The combined company will be required, pursuant to Section 404 of the Sarbanes-Oxley Act, to annually furnish a report by management on, among other things, the effectiveness of its internal control over financial reporting. This assessment
will need to include disclosure of any material weaknesses identified by the combined companys management in its internal control over financial reporting. The combined companys independent registered public accounting firm may be
required to attest to the effectiveness of its internal control over financial reporting depending on the combined companys reporting status. The combined company will be required to disclose changes made in its internal control and procedures
on a quarterly basis. To comply with the requirements of being a public company, the combined company may need to undertake various actions, such as implementing new internal controls and procedures and hiring accounting or internal audit staff.
We may face litigation and other risks as a result of the material weakness in our internal control over financial reporting.

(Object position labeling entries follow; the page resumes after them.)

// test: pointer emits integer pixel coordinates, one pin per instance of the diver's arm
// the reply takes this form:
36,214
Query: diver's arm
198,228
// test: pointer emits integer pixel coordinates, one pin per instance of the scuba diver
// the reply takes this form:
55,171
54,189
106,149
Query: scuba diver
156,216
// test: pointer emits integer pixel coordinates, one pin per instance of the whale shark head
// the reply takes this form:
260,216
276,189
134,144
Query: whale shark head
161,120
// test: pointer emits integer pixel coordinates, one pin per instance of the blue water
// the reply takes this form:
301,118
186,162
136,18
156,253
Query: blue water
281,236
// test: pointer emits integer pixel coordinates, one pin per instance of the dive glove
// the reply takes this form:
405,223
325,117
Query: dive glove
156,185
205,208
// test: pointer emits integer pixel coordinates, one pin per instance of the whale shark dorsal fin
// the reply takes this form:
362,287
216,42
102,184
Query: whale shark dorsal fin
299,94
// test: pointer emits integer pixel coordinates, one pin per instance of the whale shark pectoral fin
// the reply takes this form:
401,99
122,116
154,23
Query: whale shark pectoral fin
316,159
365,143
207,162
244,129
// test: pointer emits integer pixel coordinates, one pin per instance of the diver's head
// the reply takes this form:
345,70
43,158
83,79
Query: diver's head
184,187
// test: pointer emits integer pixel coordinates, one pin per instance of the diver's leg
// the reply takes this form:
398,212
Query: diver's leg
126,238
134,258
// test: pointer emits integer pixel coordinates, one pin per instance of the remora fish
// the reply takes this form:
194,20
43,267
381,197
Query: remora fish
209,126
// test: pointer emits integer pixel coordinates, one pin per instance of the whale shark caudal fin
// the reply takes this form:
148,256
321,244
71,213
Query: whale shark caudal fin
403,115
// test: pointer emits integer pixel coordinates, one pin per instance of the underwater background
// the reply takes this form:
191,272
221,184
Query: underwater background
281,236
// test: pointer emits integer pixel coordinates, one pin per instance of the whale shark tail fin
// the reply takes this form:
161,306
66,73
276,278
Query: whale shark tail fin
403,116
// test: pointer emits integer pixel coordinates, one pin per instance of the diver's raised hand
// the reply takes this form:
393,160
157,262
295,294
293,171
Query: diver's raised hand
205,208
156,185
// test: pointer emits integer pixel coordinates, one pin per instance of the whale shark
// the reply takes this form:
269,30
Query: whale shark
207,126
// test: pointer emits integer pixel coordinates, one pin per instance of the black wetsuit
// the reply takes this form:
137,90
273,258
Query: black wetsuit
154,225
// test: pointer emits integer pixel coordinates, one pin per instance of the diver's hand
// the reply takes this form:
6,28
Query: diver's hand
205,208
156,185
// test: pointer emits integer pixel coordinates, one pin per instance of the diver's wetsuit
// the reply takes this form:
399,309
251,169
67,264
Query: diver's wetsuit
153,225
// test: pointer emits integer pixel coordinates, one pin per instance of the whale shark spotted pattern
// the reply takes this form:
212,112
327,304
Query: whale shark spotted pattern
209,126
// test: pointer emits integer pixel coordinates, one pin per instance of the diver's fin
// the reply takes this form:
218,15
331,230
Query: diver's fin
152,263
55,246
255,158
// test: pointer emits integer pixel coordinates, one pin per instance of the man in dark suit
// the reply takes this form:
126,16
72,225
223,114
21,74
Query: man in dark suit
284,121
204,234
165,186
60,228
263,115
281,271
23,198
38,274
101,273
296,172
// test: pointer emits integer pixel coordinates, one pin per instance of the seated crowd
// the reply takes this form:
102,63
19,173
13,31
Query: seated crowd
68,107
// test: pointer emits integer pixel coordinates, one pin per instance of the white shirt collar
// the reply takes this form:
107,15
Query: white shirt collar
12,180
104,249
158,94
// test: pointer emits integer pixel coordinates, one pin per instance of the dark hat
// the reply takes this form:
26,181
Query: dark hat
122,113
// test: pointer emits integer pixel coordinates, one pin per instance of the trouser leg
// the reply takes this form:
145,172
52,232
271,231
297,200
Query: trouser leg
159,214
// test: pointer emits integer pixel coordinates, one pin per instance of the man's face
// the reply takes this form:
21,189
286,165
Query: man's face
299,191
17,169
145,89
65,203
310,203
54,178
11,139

Following the issuance of the SEC Staff Statement, our management and our audit committee concluded that it was appropriate to restate our previously issued
audited financial statements as of December 31, 2020. As discussed elsewhere in this Annual Report, we identified a material weakness in our internal controls over financial reporting related to the accounting for certain financial instruments
issued in -connection with our initial public offering in November 2020.
As a result of such material weakness, the restatement of our financial
statements for the Affected Period, the change in accounting for the warrants, forward contract to issue additional warrants, and the Class A common stock, and other matters raised or that may in the future be raised by the SEC, we face potential
for litigation or other disputes which may include, among others, claims invoking the federal and state securities laws, contractual claims or other claims arising from the restatement and material weaknesses in our internal control over financial
reporting and the preparation of our financial statements. As of the date of this Annual Report, we have no knowledge of any such litigation or dispute. However, we can provide no assurance that such litigation or dispute will not arise in the
future. Any such litigation or dispute, whether successful or not, could have a material adverse effect on the business of the combined company and its results of operations and financial condition.
Item 1B.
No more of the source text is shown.